The whole thing - without comments

using Microsoft.Xna.Framework;
using Microsoft.Xna.Framework.Input;

namespace BlogTutorial
{
    class Player : Sprite
    {
        private Vector2 _velocity = new Vector2(0, 0);
        private float _speed = 4;

        public Player(string textureSrc) : base(textureSrc)
        { }

        public override void Update(GameTime gt)
        {
            KeyboardState kstate = Keyboard.GetState();
            if (kstate.IsKeyDown(Keys.Up))
            {
                _velocity.Y = -_speed;
            }
            else if (kstate.IsKeyDown(Keys.Down))
            {
                _velocity.Y = _speed;
            }

            if (kstate.IsKeyDown(Keys.Left))
            {
                _velocity.X = -_speed;
            }
            else if (kstate.IsKeyDown(Keys.Right))
            {
                _velocity.X = _speed;
            }

            _pos += _velocity;
            _velocity = Vector2.Zero;
        }
    }
}

Implementing the Player

Taking advantage of the code we wrote before, we can finally implement the Player in the scene by adding everything inside Game1.cs.
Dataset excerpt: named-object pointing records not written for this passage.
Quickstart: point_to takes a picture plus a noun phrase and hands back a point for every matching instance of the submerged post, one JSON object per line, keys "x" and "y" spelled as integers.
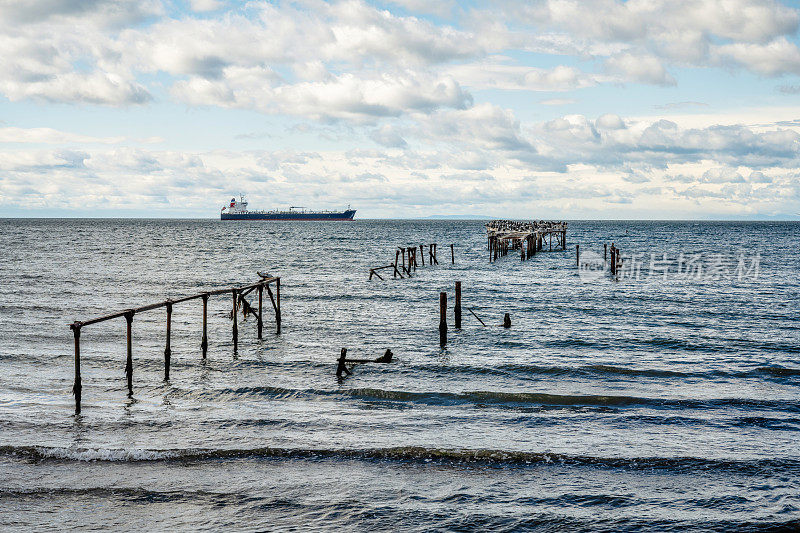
{"x": 442, "y": 319}
{"x": 76, "y": 386}
{"x": 129, "y": 362}
{"x": 340, "y": 368}
{"x": 204, "y": 341}
{"x": 278, "y": 304}
{"x": 260, "y": 309}
{"x": 613, "y": 260}
{"x": 457, "y": 309}
{"x": 235, "y": 325}
{"x": 167, "y": 350}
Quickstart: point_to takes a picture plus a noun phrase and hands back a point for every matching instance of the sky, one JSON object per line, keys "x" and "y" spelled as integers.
{"x": 567, "y": 109}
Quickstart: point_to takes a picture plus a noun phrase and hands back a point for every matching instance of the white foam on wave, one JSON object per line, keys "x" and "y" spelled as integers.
{"x": 101, "y": 454}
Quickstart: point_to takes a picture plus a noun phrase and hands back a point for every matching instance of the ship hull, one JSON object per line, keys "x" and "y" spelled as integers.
{"x": 344, "y": 216}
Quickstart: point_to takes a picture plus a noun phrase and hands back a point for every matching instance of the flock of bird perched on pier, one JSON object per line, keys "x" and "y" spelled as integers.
{"x": 503, "y": 235}
{"x": 528, "y": 237}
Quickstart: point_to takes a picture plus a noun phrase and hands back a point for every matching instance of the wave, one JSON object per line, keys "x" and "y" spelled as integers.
{"x": 514, "y": 399}
{"x": 400, "y": 453}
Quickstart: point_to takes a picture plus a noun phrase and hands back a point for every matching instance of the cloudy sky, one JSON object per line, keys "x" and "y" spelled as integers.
{"x": 402, "y": 108}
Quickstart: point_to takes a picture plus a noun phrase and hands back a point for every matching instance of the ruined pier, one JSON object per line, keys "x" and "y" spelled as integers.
{"x": 504, "y": 236}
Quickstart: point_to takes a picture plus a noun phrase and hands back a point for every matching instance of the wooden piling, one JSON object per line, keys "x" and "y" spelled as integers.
{"x": 167, "y": 350}
{"x": 442, "y": 319}
{"x": 204, "y": 341}
{"x": 457, "y": 309}
{"x": 129, "y": 362}
{"x": 613, "y": 260}
{"x": 260, "y": 310}
{"x": 235, "y": 325}
{"x": 278, "y": 308}
{"x": 76, "y": 386}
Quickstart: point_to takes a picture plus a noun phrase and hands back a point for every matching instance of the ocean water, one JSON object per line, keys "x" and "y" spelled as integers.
{"x": 667, "y": 399}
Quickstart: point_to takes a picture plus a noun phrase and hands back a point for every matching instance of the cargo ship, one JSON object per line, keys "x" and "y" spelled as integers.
{"x": 237, "y": 210}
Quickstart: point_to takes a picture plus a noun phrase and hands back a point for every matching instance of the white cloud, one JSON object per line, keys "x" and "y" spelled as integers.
{"x": 206, "y": 5}
{"x": 771, "y": 59}
{"x": 558, "y": 101}
{"x": 487, "y": 75}
{"x": 341, "y": 97}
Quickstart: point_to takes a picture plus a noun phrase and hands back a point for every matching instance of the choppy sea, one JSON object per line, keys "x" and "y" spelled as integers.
{"x": 666, "y": 399}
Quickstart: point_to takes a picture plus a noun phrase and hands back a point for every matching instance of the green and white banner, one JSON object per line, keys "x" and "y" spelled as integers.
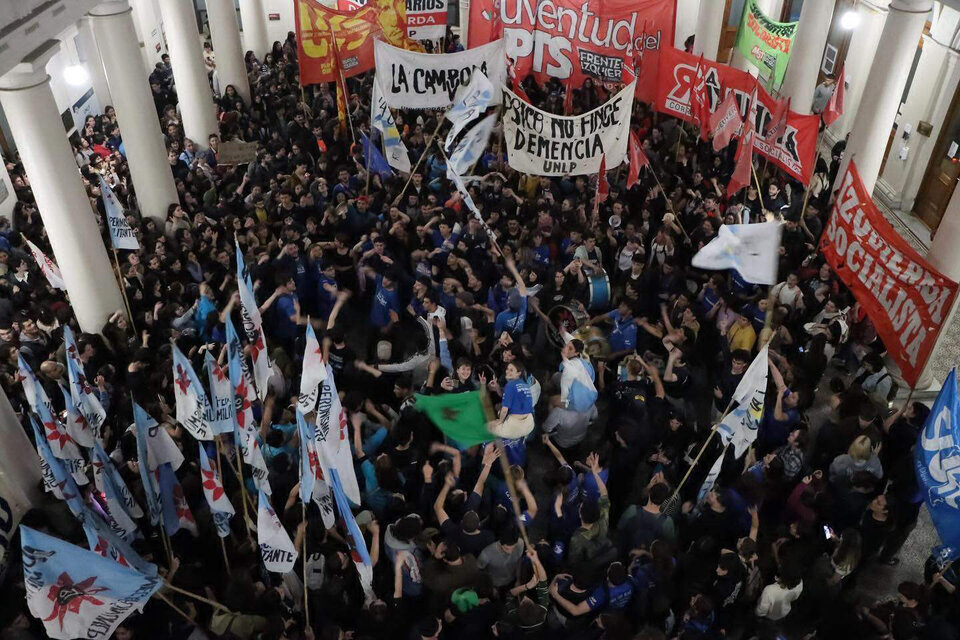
{"x": 765, "y": 43}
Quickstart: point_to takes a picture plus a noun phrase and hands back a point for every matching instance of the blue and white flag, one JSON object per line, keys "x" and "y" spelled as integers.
{"x": 74, "y": 421}
{"x": 937, "y": 461}
{"x": 101, "y": 539}
{"x": 373, "y": 159}
{"x": 121, "y": 235}
{"x": 61, "y": 444}
{"x": 173, "y": 505}
{"x": 56, "y": 480}
{"x": 471, "y": 147}
{"x": 314, "y": 373}
{"x": 752, "y": 249}
{"x": 120, "y": 506}
{"x": 358, "y": 546}
{"x": 472, "y": 100}
{"x": 383, "y": 121}
{"x": 143, "y": 426}
{"x": 220, "y": 507}
{"x": 220, "y": 410}
{"x": 741, "y": 424}
{"x": 84, "y": 399}
{"x": 276, "y": 549}
{"x": 191, "y": 398}
{"x": 313, "y": 487}
{"x": 77, "y": 593}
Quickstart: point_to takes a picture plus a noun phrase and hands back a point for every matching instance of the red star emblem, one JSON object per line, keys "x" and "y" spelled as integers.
{"x": 68, "y": 597}
{"x": 55, "y": 435}
{"x": 210, "y": 484}
{"x": 182, "y": 380}
{"x": 256, "y": 347}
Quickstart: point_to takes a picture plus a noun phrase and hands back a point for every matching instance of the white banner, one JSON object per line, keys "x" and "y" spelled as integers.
{"x": 544, "y": 144}
{"x": 411, "y": 80}
{"x": 426, "y": 19}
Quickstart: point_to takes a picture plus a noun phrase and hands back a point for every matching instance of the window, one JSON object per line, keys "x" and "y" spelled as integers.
{"x": 829, "y": 59}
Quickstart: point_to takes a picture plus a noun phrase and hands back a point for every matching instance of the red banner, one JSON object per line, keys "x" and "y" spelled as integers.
{"x": 906, "y": 299}
{"x": 795, "y": 152}
{"x": 574, "y": 39}
{"x": 355, "y": 32}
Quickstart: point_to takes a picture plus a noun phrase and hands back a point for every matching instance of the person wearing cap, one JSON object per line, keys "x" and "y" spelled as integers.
{"x": 514, "y": 317}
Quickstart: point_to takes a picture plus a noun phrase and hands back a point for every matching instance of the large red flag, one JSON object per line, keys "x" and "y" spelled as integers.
{"x": 835, "y": 107}
{"x": 699, "y": 103}
{"x": 744, "y": 162}
{"x": 638, "y": 160}
{"x": 725, "y": 121}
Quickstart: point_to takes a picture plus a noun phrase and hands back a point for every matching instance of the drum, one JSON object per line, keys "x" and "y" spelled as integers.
{"x": 599, "y": 292}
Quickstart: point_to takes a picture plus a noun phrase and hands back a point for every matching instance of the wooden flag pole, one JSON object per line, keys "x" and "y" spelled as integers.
{"x": 212, "y": 603}
{"x": 123, "y": 291}
{"x": 426, "y": 148}
{"x": 183, "y": 613}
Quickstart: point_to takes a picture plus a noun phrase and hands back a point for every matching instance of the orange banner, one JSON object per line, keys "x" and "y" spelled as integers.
{"x": 355, "y": 32}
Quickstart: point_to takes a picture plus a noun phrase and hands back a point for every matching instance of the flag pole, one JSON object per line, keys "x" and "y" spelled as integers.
{"x": 212, "y": 603}
{"x": 223, "y": 545}
{"x": 123, "y": 290}
{"x": 426, "y": 147}
{"x": 185, "y": 616}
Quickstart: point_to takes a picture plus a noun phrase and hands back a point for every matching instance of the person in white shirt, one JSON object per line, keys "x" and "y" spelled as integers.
{"x": 777, "y": 598}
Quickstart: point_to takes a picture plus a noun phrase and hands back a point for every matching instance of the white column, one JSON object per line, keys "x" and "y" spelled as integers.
{"x": 143, "y": 140}
{"x": 864, "y": 40}
{"x": 189, "y": 73}
{"x": 93, "y": 63}
{"x": 31, "y": 111}
{"x": 800, "y": 80}
{"x": 931, "y": 91}
{"x": 884, "y": 87}
{"x": 254, "y": 19}
{"x": 709, "y": 28}
{"x": 225, "y": 33}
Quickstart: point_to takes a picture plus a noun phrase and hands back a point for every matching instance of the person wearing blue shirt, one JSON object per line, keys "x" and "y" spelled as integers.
{"x": 514, "y": 317}
{"x": 386, "y": 304}
{"x": 623, "y": 334}
{"x": 516, "y": 409}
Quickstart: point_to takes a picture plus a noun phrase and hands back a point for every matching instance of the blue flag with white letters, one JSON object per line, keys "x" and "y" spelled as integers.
{"x": 937, "y": 459}
{"x": 77, "y": 593}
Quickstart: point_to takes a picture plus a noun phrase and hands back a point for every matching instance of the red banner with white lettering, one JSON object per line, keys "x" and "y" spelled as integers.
{"x": 573, "y": 40}
{"x": 795, "y": 152}
{"x": 906, "y": 299}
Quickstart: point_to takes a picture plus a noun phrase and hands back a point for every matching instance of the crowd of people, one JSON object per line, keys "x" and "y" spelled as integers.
{"x": 604, "y": 400}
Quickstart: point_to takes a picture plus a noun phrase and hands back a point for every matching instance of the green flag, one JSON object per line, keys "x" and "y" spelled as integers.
{"x": 461, "y": 416}
{"x": 765, "y": 43}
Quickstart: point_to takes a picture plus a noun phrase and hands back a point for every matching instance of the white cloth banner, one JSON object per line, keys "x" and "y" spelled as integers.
{"x": 383, "y": 121}
{"x": 412, "y": 80}
{"x": 426, "y": 19}
{"x": 472, "y": 100}
{"x": 543, "y": 144}
{"x": 471, "y": 147}
{"x": 752, "y": 249}
{"x": 740, "y": 425}
{"x": 276, "y": 549}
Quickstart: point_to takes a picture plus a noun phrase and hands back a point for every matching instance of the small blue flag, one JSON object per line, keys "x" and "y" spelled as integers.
{"x": 77, "y": 593}
{"x": 373, "y": 159}
{"x": 937, "y": 460}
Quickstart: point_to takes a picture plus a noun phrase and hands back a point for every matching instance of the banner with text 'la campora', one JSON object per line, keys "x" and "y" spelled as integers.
{"x": 906, "y": 299}
{"x": 544, "y": 144}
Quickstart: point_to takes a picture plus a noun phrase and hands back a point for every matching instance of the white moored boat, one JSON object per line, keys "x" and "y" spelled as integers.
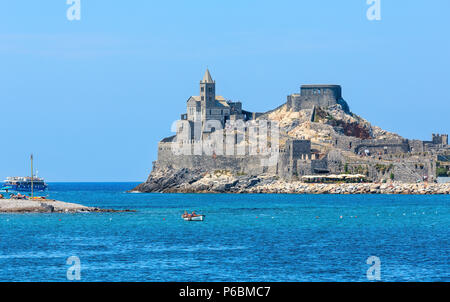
{"x": 193, "y": 218}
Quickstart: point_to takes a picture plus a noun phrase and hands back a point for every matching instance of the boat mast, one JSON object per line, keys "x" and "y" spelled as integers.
{"x": 32, "y": 192}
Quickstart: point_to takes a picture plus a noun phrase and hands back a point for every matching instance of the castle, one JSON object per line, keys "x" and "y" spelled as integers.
{"x": 355, "y": 152}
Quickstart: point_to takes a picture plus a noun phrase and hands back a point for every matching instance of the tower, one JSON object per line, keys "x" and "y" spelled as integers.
{"x": 207, "y": 90}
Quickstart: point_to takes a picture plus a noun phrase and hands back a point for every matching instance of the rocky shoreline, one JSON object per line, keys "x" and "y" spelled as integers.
{"x": 189, "y": 181}
{"x": 48, "y": 206}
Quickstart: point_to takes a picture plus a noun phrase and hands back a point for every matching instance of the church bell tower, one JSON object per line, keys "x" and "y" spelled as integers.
{"x": 207, "y": 90}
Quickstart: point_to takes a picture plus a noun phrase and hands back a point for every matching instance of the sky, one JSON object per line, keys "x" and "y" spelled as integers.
{"x": 91, "y": 98}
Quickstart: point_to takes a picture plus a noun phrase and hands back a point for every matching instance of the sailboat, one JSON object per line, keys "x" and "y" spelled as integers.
{"x": 25, "y": 183}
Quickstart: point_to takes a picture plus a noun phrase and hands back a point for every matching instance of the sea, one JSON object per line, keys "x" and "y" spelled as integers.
{"x": 292, "y": 238}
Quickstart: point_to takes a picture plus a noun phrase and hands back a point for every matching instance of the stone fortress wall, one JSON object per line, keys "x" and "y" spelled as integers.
{"x": 378, "y": 159}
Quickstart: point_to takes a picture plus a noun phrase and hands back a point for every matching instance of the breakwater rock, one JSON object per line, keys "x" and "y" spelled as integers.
{"x": 221, "y": 181}
{"x": 48, "y": 206}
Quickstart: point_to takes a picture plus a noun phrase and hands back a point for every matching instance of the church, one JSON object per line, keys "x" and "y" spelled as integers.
{"x": 210, "y": 107}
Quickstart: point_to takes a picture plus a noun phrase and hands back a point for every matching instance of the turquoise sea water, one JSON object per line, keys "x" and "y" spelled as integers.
{"x": 244, "y": 237}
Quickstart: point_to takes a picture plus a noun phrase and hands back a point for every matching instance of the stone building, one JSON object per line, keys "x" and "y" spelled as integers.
{"x": 311, "y": 96}
{"x": 210, "y": 107}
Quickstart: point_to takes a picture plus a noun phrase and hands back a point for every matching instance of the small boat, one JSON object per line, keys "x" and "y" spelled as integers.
{"x": 24, "y": 184}
{"x": 195, "y": 217}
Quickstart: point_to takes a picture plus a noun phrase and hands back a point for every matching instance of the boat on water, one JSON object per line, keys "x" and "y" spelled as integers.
{"x": 193, "y": 217}
{"x": 24, "y": 184}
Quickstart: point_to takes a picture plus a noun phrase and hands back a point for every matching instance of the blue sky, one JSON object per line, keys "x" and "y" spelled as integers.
{"x": 92, "y": 98}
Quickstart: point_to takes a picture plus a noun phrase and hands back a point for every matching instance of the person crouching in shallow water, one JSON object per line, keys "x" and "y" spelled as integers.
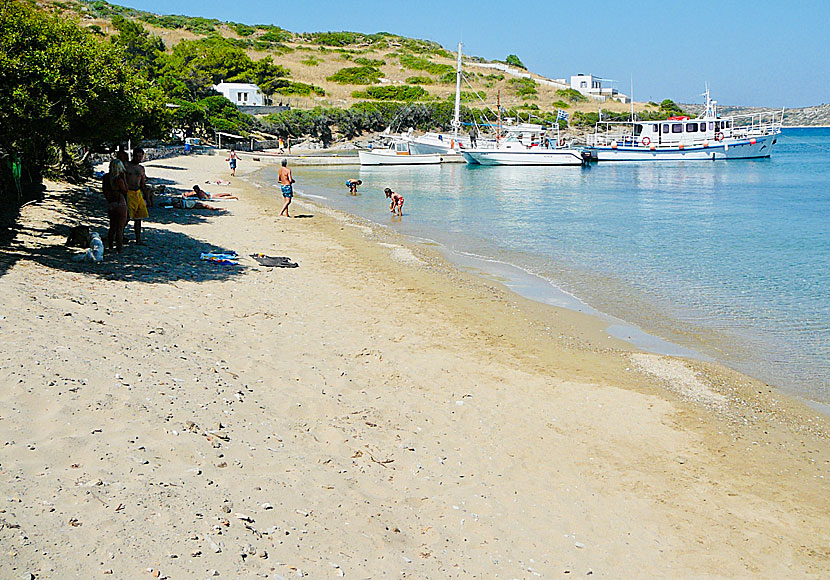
{"x": 352, "y": 185}
{"x": 136, "y": 183}
{"x": 286, "y": 180}
{"x": 115, "y": 191}
{"x": 397, "y": 201}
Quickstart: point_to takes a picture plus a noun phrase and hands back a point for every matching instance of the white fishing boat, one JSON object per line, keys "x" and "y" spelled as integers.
{"x": 707, "y": 137}
{"x": 397, "y": 153}
{"x": 525, "y": 144}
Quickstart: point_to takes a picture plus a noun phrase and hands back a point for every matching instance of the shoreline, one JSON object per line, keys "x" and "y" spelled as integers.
{"x": 664, "y": 337}
{"x": 374, "y": 411}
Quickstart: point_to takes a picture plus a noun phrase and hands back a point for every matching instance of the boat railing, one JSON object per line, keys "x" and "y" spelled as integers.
{"x": 754, "y": 124}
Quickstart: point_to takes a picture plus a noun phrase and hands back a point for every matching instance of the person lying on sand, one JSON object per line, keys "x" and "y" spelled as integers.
{"x": 202, "y": 194}
{"x": 190, "y": 203}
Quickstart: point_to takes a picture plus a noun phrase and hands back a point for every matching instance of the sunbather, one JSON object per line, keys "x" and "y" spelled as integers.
{"x": 202, "y": 194}
{"x": 188, "y": 203}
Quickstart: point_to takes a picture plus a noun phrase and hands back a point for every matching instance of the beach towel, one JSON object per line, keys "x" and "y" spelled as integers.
{"x": 274, "y": 261}
{"x": 221, "y": 258}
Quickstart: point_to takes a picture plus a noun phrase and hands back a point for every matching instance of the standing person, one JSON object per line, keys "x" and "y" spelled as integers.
{"x": 232, "y": 161}
{"x": 285, "y": 180}
{"x": 114, "y": 186}
{"x": 397, "y": 201}
{"x": 352, "y": 185}
{"x": 136, "y": 182}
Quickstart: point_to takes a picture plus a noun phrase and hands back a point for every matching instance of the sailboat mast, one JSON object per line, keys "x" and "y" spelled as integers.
{"x": 456, "y": 120}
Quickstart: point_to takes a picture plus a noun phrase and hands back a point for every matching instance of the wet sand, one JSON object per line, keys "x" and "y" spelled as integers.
{"x": 371, "y": 412}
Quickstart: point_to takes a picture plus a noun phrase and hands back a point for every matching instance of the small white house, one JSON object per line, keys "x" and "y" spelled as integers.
{"x": 586, "y": 83}
{"x": 591, "y": 86}
{"x": 241, "y": 93}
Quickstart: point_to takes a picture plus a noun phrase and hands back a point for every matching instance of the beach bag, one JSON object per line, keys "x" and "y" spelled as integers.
{"x": 79, "y": 237}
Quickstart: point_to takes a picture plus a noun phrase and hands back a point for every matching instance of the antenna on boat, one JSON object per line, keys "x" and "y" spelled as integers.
{"x": 456, "y": 120}
{"x": 710, "y": 104}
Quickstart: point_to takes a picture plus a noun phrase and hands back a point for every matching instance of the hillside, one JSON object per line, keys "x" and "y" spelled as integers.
{"x": 314, "y": 58}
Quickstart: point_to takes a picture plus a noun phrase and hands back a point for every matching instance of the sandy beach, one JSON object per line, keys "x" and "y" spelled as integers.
{"x": 373, "y": 412}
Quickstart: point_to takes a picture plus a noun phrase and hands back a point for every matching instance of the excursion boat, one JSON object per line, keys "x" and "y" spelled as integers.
{"x": 525, "y": 144}
{"x": 398, "y": 153}
{"x": 707, "y": 137}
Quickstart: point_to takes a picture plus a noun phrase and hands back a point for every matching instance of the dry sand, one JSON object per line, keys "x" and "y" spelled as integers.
{"x": 372, "y": 413}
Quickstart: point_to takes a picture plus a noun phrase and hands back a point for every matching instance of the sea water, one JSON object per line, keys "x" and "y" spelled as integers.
{"x": 728, "y": 260}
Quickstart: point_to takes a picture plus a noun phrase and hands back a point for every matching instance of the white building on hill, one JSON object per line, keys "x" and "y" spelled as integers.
{"x": 241, "y": 93}
{"x": 591, "y": 86}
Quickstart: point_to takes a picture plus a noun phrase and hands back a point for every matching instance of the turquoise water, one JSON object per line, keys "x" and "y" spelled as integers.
{"x": 730, "y": 259}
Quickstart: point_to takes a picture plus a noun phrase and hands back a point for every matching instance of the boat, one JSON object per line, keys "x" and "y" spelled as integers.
{"x": 525, "y": 144}
{"x": 682, "y": 138}
{"x": 445, "y": 144}
{"x": 397, "y": 153}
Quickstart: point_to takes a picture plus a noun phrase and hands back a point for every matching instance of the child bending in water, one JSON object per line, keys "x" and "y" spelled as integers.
{"x": 352, "y": 185}
{"x": 397, "y": 200}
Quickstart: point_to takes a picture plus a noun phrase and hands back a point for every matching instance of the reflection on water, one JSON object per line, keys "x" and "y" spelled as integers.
{"x": 731, "y": 258}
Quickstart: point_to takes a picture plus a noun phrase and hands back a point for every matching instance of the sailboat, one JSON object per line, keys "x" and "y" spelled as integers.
{"x": 447, "y": 145}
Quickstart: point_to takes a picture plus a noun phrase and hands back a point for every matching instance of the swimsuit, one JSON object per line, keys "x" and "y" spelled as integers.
{"x": 136, "y": 206}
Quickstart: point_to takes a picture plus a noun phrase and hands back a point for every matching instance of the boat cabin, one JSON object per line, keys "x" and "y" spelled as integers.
{"x": 681, "y": 131}
{"x": 529, "y": 135}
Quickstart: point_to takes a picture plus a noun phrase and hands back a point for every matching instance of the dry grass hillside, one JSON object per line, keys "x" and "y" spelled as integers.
{"x": 314, "y": 63}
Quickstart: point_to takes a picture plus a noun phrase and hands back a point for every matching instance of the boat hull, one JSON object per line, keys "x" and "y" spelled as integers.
{"x": 750, "y": 148}
{"x": 391, "y": 158}
{"x": 539, "y": 157}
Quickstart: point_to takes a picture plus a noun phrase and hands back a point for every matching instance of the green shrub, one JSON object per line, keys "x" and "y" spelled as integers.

using Microsoft.Xna.Framework;
using Microsoft.Xna.Framework.Graphics;
using Microsoft.Xna.Framework.Input;

namespace BlogTutorial
{
    public class Game1 : Game
    {
        GraphicsDeviceManager graphics;
        SpriteBatch spriteBatch;

        Player _player;

        public Game1()
        {
            graphics = new GraphicsDeviceManager(this);
            Content.RootDirectory = "Content";
        }

        protected override void Initialize()
        {
            // Initializing the Player
            // Specifying the texture src
            _player = new Player("random_player");
            base.Initialize();
        }

        protected override void LoadContent()
        {
            // Create a new SpriteBatch, which can be used to draw textures.
            spriteBatch = new SpriteBatch(GraphicsDevice);

            // Loading the Player's texture
            _player.LoadContent(Content);
        }

        protected override void UnloadContent()
        {
            // TODO: Unload any non ContentManager content here
        }

        protected override void Update(GameTime gameTime)
        {
            // Updating the Player's Position
            _player.Update(gameTime);

            base.Update(gameTime);
        }

        protected override void Draw(GameTime gameTime)
        {
            GraphicsDevice.Clear(Color.CornflowerBlue);

            spriteBatch.Begin();

            // Drawing the Player
            _player.Draw(spriteBatch);

            spriteBatch.End();

            base.Draw(gameTime);
        }
    }
}

Conclusion

With a movable player on the scene, we could proceed by adding some enemies, objectives, and collision detection. I'll probably write something about it in the next posts.